Wednesday, November 29, 2006

Indonesia's Bono vs. the Islamists

Daveed Gartenstein-Ross recently published a fascinating article for the Weekly Standard on how Indonesia's top pop star has taken a stand against the spread of radical Islamism in his country:

A ROCK STAR WOULD BE the last person one might expect to address a major defense policy conference. Yet the National Homeland Defense Foundation Symposium, held on October 3 in Colorado Springs, welcomed such a guest: thirty-four-year-old Ahmad Dhani.

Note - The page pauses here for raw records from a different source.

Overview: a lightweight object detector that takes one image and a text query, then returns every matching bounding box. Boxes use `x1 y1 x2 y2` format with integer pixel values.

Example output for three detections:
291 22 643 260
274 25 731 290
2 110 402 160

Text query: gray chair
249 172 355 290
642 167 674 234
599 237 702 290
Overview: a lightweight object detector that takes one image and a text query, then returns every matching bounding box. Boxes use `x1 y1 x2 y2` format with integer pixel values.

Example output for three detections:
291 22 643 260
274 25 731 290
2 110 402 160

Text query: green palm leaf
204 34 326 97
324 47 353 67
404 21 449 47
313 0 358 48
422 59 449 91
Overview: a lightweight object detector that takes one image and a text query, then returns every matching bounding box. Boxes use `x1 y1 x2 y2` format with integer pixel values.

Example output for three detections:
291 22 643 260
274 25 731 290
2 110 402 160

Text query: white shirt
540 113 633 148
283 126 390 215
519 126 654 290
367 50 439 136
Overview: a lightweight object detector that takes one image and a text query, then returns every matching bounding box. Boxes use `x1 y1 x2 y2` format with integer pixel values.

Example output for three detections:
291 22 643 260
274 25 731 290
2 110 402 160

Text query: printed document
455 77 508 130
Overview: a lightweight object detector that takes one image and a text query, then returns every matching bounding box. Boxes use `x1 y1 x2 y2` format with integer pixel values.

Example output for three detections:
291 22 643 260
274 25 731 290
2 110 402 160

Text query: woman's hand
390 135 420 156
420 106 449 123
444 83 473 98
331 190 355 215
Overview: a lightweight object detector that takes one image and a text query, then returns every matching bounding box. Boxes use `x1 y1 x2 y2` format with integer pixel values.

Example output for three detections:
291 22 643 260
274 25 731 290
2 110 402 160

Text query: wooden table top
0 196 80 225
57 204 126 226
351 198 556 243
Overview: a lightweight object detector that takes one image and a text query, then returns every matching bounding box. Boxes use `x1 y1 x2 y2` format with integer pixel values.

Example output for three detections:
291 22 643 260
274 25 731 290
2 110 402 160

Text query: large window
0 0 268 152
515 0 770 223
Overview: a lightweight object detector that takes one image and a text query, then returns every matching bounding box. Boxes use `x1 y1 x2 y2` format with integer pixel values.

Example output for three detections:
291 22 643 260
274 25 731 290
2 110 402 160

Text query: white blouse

Dhani is nothing short of a superstar in his native Indonesia, where he performs to sold-out crowds with his band Dewa 19, and where his music has defined a generation of young Indonesians. Frequently compared to U2 frontman Bono, Dhani and his band's music took a political turn two years ago. Since dictator Suharto was ousted from power in 1998, the country has been engaged in a high-stakes "culture war": Islamic political movements have been able to operate more freely, and extremist groups like Hizb ut-Tahrir and the Islamic Defenders Front have been pushing for the adoption of sharia law. Indonesia has been plagued by major terror attacks in Jakarta and Bali, and by religious and communal violence, such as clashes between Muslims and Christians in early 1999. Dhani and his group, like many urbanites, were alarmed by these developments. They decided to use their music to respond to the hateful ideology that has been seducing so many Indonesian youths.